OpenCL example oclReduction fails CPU validation for certain values of --n and --threads

Greetings,

I have found that the oclReduction program in the NVidia OpenCL example code fails host/OpenCL comparison for certain combinations of --n (the number of elements to reduce) and --threads (the number of threads per block).

My computer specifications are as follows:
GPU: GeForce GTX 570
Nvidia driver: 304.43
NVidia CUDA SDK: 4.2
OS: Ubuntu Linux 12.04 (x86_64), running X 11.0 with Gnome 3.4 as the shell

To illustrate this issue, oclReduction will fail for all instances of --n=[33-64] when --threads=128 (the default):

$ ./oclReduction --n=33 --threads=128
[oclReduction] starting...

./oclReduction Starting...

Reducing array of type int.
GeForce GTX 570
 33 elements
 128 threads (max)
 1 blocks


Comparing against Host/C++ computation...
 GPU result = 0
 CPU result = 4861

FAILED

[oclReduction] test results...
FAILED

> exiting in 3 seconds: 3...2...1...done!

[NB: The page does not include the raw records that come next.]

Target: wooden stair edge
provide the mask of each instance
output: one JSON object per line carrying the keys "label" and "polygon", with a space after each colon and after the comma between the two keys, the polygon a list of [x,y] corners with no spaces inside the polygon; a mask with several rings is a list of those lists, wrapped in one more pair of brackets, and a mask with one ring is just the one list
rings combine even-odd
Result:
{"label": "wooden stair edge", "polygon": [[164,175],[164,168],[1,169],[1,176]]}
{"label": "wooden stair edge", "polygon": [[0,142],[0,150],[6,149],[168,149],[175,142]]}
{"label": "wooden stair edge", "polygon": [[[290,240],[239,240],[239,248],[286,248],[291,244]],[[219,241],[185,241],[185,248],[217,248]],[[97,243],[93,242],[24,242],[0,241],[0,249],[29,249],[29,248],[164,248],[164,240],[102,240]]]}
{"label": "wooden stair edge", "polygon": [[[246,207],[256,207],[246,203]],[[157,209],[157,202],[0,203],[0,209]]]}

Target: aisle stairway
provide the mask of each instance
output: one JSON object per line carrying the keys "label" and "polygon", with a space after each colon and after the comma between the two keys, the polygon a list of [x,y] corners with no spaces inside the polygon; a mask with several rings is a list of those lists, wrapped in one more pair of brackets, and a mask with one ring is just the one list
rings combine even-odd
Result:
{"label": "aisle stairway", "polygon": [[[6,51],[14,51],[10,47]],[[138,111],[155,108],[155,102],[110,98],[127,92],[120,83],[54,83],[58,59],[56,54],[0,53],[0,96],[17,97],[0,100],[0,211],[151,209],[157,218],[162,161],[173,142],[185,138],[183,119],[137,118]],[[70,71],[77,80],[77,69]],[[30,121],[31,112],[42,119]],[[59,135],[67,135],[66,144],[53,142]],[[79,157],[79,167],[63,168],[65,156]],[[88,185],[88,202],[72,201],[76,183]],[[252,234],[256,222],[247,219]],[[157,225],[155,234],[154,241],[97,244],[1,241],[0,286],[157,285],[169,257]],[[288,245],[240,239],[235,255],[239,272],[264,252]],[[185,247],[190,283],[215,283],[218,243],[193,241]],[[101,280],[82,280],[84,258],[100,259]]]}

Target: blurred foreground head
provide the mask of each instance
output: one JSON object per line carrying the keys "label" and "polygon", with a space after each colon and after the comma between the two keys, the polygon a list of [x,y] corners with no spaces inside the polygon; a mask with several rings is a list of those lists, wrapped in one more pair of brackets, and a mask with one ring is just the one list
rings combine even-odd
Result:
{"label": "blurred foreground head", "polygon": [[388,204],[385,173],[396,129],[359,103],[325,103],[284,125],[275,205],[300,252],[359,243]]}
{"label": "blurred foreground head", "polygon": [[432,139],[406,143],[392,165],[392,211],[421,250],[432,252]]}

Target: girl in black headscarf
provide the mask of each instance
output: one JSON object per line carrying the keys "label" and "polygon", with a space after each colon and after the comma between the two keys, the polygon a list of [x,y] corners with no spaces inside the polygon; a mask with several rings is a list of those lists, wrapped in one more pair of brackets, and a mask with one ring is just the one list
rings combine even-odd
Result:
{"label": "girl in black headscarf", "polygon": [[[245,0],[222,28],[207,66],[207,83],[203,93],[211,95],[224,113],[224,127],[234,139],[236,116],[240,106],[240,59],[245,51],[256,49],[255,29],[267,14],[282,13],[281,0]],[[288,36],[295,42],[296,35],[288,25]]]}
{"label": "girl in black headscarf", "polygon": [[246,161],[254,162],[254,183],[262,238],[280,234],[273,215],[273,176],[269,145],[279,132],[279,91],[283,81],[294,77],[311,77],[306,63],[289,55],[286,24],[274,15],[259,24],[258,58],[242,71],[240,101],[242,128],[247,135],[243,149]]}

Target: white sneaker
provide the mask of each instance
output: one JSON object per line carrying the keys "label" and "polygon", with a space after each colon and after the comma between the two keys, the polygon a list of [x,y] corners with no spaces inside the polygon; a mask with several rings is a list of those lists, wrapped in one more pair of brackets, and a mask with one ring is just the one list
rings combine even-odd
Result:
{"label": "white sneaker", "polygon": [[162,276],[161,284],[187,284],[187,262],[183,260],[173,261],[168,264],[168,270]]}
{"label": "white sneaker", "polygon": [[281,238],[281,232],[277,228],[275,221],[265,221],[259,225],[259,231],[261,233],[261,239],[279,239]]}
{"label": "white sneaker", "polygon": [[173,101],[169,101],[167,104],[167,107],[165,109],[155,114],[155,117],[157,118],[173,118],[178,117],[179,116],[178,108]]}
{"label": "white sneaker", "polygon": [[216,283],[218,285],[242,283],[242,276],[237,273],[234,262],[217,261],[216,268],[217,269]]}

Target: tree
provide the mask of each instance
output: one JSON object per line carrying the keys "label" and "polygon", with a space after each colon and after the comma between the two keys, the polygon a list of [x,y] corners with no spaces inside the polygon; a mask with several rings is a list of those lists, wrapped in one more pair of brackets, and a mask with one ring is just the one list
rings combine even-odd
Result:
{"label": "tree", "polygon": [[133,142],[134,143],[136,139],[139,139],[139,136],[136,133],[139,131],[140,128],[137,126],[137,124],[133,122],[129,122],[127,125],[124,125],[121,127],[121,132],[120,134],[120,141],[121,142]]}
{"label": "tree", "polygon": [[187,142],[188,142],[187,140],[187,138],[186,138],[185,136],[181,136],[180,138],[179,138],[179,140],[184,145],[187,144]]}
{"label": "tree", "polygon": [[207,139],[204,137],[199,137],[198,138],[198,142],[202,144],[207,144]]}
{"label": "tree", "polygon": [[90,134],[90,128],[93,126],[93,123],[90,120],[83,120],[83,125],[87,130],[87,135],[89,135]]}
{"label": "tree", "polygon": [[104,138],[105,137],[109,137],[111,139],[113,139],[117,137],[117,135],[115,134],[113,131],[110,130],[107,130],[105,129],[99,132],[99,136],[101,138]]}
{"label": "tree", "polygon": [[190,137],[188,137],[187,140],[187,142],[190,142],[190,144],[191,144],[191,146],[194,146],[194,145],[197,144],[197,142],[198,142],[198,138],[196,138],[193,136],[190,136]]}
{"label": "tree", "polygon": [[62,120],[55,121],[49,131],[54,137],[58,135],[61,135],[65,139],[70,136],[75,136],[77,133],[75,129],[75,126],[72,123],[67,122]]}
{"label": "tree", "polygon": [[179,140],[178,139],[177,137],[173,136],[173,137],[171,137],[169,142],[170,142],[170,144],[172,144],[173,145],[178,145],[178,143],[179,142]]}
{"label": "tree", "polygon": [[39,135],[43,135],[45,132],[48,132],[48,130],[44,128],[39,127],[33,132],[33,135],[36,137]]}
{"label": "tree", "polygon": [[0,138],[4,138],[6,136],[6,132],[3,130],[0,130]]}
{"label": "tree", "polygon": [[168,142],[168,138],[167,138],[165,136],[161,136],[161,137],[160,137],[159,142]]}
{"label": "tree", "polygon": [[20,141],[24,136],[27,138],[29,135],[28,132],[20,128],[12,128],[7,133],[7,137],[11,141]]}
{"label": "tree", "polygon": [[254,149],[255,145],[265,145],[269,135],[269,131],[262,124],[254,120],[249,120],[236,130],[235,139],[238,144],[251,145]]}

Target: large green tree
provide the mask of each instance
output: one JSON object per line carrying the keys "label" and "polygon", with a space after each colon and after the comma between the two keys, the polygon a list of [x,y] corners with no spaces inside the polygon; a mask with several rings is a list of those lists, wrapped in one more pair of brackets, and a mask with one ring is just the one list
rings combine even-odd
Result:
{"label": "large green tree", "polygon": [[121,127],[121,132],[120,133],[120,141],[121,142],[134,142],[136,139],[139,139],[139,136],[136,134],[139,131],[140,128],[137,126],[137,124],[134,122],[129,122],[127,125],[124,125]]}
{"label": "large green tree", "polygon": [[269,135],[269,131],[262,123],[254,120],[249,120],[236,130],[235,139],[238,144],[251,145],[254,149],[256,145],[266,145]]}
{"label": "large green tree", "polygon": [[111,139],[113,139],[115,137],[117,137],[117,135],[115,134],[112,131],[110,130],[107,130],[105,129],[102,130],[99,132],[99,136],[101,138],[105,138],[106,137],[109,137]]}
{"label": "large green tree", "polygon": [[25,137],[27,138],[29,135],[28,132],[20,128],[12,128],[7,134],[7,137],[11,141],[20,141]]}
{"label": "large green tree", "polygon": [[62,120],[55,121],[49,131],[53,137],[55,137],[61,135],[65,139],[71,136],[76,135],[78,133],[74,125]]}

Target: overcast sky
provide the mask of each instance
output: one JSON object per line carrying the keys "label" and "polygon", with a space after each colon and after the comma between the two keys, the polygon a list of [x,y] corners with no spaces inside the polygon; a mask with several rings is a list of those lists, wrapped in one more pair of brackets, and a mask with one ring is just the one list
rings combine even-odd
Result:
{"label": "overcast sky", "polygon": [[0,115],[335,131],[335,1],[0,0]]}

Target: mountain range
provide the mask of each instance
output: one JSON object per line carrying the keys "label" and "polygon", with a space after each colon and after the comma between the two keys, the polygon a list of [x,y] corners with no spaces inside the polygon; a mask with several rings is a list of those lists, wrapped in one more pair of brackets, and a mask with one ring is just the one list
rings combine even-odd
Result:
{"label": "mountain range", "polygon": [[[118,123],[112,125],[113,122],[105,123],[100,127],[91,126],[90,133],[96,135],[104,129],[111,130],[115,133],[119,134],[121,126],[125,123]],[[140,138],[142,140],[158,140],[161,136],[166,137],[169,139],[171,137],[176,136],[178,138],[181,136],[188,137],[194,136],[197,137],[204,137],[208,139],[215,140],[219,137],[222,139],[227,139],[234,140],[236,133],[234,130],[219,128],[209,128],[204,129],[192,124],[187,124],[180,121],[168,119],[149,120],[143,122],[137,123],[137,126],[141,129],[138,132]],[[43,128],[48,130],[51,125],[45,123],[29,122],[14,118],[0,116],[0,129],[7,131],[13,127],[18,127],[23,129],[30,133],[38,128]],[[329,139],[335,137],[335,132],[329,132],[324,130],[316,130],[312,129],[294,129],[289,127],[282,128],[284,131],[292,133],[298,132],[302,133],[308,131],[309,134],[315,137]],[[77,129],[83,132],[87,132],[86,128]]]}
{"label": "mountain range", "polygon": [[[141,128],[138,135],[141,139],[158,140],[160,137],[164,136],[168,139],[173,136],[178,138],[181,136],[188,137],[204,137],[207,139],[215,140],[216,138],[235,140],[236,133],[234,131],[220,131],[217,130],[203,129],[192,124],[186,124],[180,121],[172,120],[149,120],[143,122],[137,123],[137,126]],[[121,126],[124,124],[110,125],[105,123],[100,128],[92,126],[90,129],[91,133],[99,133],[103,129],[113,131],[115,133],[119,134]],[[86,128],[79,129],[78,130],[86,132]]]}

I haven’t done an exhaustive test, but so far I’ve found oclReduction fails under these conditions (n = number of elements, t = number of threads):

t: 16: n: [1024-2016] fails
t: 32, n: [33-*) fails
t: 64, n: [33-64] fails, [1025-1920] fails
t: 128, n: [33-64] fails
t: 256, n: [33-64] fails
t: 512, n: [33-64] fails

The failures on non-powers of two are not that unexpected (considering the example code explicitly states it assumes the input is a power of two); however oclReduction frequently works correctly for non-power-of-two input sizes. Why oclReduction frequently fails for n=64 and why it always fails for --n > 32 for --threads=32 threads is quite interesting.

I’ve tried turning on the --cpufinal option with various values of --cputhresh=X (this instructs the program to compute the sum for the last X-blocks on the CPU, rather than the GPU), but this does not appear to change the results. For example, doing

./oclReduction --threads=128 --n=64 --cpufinal --cputhresh=1

should force the entire computation to be done on the CPU (as there will be only one block, n < threads), but the computation still fails.

I think the issue resides in the computation of the number of blocks and threads (getNumBlocksAndThreads, oclReduction.cpp:208); however, I’m not sure how to fix it.

Can anyone else confirm similar issues? Are there any known fixes/patches?

Regards,
Brian